Caritas zu Finanzausgleich: "Wichtiger Schritt in der Finanzierung, aber strukturelle Reformschritte fehlen"

Generalsekretär Wallner fordert durchsetzbaren Rechtsanspruch und Abschaffung der Rückzahlungspflicht bei der Mindestsicherung

Wien (OTS) - "Die angekündigten, zusätzlichen Mittel im Bereich der Pflege und Mindestsicherung sind ein wichtiger Schritt in die richtige Richtung. Von einem armutsfesten Sozialsystem kann damit aber noch keine Rede sind.
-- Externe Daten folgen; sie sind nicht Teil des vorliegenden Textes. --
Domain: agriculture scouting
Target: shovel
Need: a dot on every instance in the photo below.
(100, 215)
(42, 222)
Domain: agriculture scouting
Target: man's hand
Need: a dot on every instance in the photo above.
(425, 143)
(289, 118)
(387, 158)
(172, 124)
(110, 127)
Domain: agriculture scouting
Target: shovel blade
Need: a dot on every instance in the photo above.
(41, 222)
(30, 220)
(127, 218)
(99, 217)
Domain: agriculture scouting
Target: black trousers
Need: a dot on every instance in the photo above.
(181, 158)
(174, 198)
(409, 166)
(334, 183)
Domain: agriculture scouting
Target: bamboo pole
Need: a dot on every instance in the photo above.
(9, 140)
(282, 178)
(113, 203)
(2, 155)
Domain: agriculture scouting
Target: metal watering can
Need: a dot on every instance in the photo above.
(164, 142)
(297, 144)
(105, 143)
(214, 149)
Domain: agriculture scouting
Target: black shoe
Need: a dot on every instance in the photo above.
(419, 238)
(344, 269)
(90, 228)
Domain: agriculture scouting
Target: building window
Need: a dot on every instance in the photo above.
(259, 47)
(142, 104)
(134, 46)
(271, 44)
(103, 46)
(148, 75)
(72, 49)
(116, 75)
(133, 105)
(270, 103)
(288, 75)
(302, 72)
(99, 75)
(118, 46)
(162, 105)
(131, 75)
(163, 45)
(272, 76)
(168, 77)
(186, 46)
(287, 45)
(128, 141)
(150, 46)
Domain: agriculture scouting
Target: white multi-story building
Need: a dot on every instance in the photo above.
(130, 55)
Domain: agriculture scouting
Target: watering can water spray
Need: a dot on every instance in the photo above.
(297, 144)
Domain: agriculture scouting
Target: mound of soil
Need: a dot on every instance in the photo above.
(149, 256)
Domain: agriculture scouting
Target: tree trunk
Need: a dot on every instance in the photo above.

Strukturelle Maßnahmen fehlen, die Hausaufgaben sind noch lang nicht gemacht", betont Caritas-Generalsekretär Stefan Wallner zur Einigung von Bund und Ländern im Zuge des Finanzausgleichs: "Gerade in den zentralen Bereichen der Pflege und der Armutsbekämpfung braucht Österreich dringend Strukturreformen zur Modernisierung des Sozialsystems und zur Verschlankung der aufgeblähten Sozialbürokratie."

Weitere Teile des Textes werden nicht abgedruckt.